A prospective study of 50 patients undergoing bilateral laser-vision correction surgery randomly assigned one eye to PRK and the fellow eye to femtosecond thin-flap (110 Âµm) sub-Bowman's keratomileusis (SBK). The results show that during 6 months of follow-up, dry eye signs and symptoms are generally similar with the thin flap and surface ablation procedures.
The study was performed at two centers and included 50 patients undergoing bilateral surgery. Patients with preoperative significant dry eye symptoms were excluded. SBK flaps were created with the femtosecond laser (IntraLase FS, IntraLase/Advanced Medical Optics) with a targeted thickness of 110 µm. A proprietary excimer laser (LADAR4000, Alcon Laboratories) was used for all ablations.
Dry eye was evaluated with a patient questionnaire, the Schirmer's I test, lissamine green staining, and corneal sensitivity measurement with Cochet-Bonnet monofilament aesthesiometry. All outcomes were assessed preoperatively and at 1, 3, and 6 months after surgery, and the subjective questionnaire was also administered at days 1 and 3 postoperatively. Forty-nine patients were seen at 6 months.
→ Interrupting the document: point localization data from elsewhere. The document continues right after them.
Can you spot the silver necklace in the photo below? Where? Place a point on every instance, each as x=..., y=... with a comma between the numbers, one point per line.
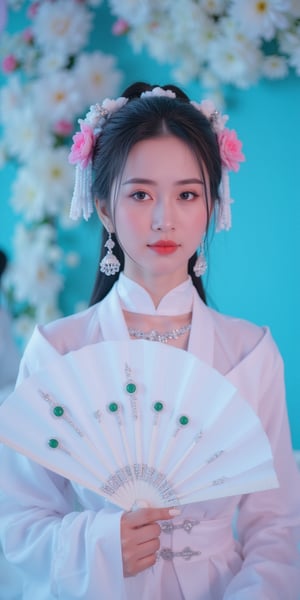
x=156, y=336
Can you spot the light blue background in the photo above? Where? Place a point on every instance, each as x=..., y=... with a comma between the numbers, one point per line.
x=254, y=269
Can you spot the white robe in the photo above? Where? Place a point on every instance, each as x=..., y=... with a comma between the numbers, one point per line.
x=67, y=539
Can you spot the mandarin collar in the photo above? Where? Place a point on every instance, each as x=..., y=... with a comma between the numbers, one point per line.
x=134, y=298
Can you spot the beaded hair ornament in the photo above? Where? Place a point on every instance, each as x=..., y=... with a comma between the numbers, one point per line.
x=91, y=127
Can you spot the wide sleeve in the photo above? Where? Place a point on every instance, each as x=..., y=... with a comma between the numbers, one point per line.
x=268, y=525
x=64, y=550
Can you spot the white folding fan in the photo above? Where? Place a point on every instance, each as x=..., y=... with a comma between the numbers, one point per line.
x=140, y=423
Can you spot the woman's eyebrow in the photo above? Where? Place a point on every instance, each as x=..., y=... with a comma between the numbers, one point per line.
x=152, y=182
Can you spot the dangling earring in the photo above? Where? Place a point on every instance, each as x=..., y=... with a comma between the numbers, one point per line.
x=200, y=265
x=109, y=263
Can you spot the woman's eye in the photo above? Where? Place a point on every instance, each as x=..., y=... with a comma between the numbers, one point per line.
x=188, y=195
x=140, y=195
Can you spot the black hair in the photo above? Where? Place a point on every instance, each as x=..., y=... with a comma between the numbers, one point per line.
x=141, y=120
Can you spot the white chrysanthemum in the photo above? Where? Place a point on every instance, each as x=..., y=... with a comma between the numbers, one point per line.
x=289, y=41
x=28, y=196
x=260, y=19
x=57, y=96
x=294, y=60
x=274, y=67
x=51, y=61
x=62, y=25
x=25, y=131
x=96, y=76
x=11, y=97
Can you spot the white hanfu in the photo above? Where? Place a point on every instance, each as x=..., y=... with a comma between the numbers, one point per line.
x=67, y=539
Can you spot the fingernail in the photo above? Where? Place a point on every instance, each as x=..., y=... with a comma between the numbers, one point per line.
x=174, y=512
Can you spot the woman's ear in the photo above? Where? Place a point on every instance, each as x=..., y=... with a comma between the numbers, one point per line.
x=103, y=214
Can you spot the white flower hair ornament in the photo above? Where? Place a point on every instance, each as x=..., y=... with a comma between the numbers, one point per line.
x=81, y=153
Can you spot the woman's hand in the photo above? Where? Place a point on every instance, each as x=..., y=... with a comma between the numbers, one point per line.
x=140, y=537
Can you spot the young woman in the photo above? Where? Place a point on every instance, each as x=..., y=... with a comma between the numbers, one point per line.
x=160, y=178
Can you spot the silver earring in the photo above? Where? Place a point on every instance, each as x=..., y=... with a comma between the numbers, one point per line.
x=200, y=265
x=109, y=263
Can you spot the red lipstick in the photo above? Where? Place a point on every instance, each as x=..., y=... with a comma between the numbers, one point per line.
x=163, y=247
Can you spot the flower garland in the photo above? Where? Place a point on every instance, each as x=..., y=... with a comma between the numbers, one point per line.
x=91, y=127
x=50, y=81
x=217, y=42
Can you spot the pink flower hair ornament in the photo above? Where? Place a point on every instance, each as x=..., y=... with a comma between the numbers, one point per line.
x=81, y=153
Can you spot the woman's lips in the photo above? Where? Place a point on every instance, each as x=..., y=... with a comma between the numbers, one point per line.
x=164, y=247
"Previous studies have shown SBK offers the advantage of excellent visual acuity and biomechanics along with decreased healing time relative to PRK," said Dr. Stahl, resident, department of ophthalmology, University of Kansas Medical Center, Kansas City. "However, it has always been assumed there would be worse dry eye signs and symptoms after any procedure involving a flap versus surface ablation only. Our research shows the dry eye profile of SBK is generally similar to PRK."
Dr. Stahl also emphasized that in considering these data, ophthalmologists need to keep in mind that the study involved patients without dry eye.
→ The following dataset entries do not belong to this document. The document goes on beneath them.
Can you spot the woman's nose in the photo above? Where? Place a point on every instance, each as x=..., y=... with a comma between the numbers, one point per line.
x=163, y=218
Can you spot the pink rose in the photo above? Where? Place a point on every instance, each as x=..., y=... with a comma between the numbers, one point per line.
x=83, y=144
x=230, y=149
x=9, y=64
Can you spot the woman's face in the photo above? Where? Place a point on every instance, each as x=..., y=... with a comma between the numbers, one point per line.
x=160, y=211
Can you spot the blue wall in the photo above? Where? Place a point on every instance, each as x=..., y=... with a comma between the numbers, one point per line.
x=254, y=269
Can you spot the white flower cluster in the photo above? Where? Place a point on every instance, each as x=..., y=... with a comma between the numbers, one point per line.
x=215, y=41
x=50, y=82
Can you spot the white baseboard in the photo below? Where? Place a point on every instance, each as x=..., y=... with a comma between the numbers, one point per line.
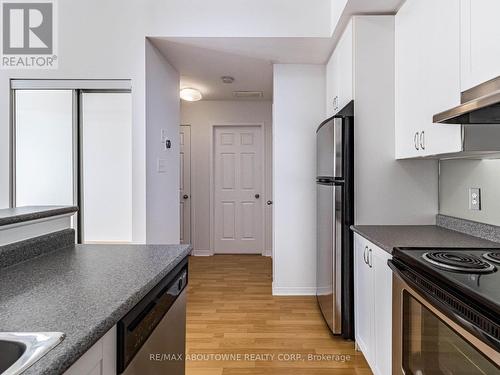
x=294, y=291
x=202, y=253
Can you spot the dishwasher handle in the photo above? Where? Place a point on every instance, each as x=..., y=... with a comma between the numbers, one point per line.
x=138, y=324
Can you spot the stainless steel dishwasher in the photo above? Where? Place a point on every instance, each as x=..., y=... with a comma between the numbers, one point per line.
x=152, y=336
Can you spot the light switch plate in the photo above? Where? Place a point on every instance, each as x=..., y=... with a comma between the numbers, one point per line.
x=163, y=135
x=162, y=166
x=475, y=199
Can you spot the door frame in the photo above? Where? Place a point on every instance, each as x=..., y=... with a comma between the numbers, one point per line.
x=223, y=124
x=192, y=205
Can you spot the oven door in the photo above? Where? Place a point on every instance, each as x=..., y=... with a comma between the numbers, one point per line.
x=426, y=342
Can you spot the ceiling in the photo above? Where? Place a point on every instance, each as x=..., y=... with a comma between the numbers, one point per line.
x=202, y=61
x=202, y=69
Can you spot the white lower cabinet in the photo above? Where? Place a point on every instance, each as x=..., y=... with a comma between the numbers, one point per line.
x=373, y=305
x=100, y=359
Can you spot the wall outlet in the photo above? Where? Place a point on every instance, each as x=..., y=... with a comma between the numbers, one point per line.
x=475, y=199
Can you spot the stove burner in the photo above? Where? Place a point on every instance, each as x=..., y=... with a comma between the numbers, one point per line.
x=458, y=262
x=492, y=256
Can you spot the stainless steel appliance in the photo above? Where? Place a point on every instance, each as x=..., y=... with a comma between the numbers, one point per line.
x=446, y=312
x=335, y=211
x=477, y=115
x=152, y=336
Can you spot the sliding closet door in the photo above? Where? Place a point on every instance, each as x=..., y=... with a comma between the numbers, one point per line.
x=44, y=171
x=106, y=164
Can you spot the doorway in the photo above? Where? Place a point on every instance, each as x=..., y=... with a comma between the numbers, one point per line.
x=237, y=184
x=185, y=184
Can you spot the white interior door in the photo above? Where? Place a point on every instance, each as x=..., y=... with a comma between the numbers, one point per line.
x=185, y=183
x=106, y=166
x=238, y=189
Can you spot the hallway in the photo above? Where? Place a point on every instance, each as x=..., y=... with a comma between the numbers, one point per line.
x=236, y=327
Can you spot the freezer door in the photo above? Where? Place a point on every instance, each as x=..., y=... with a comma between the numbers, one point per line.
x=329, y=245
x=329, y=149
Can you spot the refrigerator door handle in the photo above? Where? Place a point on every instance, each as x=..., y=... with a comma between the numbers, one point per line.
x=337, y=258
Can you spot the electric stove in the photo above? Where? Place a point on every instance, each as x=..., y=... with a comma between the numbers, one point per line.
x=448, y=301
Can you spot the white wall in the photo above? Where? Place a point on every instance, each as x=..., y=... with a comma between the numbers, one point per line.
x=200, y=116
x=298, y=109
x=112, y=46
x=336, y=9
x=162, y=113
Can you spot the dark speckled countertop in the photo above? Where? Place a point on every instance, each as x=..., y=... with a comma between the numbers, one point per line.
x=16, y=215
x=81, y=290
x=390, y=236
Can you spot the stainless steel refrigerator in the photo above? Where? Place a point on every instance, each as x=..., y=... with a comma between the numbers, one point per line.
x=335, y=215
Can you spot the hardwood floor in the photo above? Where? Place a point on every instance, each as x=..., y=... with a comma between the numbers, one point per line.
x=231, y=312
"A key question is whether there is any difference between these procedures in the population of patients with dry eye," Dr. Stahl said. "That is an issue we would like to investigate in the future, but the results of the present study should not be generalized to the dry eye population."
The results from the study showed the mean Schirmer's I test measurements were nearly identical in the PRK and SBK eyes at all visits. In both groups, there was an initial decrease after surgery, but a return to baseline level at 3 months and a further increase at 6 months.
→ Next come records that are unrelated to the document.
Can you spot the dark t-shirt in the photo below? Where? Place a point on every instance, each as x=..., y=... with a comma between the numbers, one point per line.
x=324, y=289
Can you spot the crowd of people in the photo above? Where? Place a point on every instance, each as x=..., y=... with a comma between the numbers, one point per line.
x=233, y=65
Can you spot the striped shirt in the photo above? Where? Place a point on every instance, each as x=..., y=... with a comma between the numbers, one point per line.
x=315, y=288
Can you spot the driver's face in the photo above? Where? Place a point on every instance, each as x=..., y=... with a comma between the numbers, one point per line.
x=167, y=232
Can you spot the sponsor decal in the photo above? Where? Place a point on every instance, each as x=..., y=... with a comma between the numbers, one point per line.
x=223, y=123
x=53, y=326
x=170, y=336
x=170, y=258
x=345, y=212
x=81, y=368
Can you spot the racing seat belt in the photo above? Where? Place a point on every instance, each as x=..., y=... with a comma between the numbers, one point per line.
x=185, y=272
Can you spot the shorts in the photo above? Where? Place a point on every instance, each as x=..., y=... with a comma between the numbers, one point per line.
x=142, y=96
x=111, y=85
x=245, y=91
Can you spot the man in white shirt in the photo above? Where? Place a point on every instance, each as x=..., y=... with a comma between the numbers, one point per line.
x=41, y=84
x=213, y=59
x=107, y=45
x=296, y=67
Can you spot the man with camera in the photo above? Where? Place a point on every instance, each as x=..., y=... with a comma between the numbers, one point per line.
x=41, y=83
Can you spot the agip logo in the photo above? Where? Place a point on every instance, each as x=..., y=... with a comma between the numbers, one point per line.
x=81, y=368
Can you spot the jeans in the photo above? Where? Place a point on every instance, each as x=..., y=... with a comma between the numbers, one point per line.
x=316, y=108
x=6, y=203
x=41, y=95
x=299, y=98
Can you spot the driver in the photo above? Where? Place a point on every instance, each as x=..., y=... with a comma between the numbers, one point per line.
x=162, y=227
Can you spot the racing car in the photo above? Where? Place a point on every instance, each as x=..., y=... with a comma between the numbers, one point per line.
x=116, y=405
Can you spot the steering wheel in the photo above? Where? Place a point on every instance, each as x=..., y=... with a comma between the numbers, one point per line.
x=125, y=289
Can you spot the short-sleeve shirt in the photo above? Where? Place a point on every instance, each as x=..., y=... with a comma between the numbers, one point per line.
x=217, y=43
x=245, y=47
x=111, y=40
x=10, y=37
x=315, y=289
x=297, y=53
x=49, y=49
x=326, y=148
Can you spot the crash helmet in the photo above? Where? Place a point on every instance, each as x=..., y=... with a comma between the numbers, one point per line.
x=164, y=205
Corneal staining was minimal. Lissamine green staining was present in 8% of PRK eyes at 1 month and in only 2% of SBK eyes, but no eye had staining worse than grade 1. At 3 months, 10% of SBK eyes had grade 1 staining, and the percentage of eyes with that finding had decreased to 2% in both groups at 6 months.
The corneal sensitivity measurements showed an average loss of 15% in the SBK eyes and 5% in the PRK eyes at 1 month. In the PRK eyes, the average loss was 7% at 3 and 6 months, while it decreased to 13% in the SBK eyes at 6 months.
"These differences between eyes were statistically significant, but notably, the loss of corneal sensitivity after SBK is much less than what is seen early after microkeratome LASIK or IntraLASIK with thicker flaps," Dr. Stahl said. "In a previous study where LASIK was performed with 140-µm flaps created with [a proprietary] microkeratome [Hansatome, Bausch & Lomb] or the [femtosecond laser], corneal sensitivity was decreased 46% and 40%, respectively, at 1 month."
The studies were conducted at Durrie Vision Center, Kansas City, KS, and Slade & Baker Vision Center, Houston. Principal investigators included Daniel S. Durrie, MD, and Stephen G. Slade, MD.
On the subjective questionnaire patients were asked which eye had more dryness. In the first few days, about one-half of the patients said there was no difference or were not sure, but among those who did, significantly higher proportions complained about the dryness of the PRK eye. By 1 week, more than one-half of the patients found no difference between eyes or were not sure. The proportion who did not discriminate between eyes with respect to dryness rose thereafter, reaching≥82% at 3 and 6 months. Among the patients who reported a difference, the PRK was consistently considered drier, but the results were not statistically significant.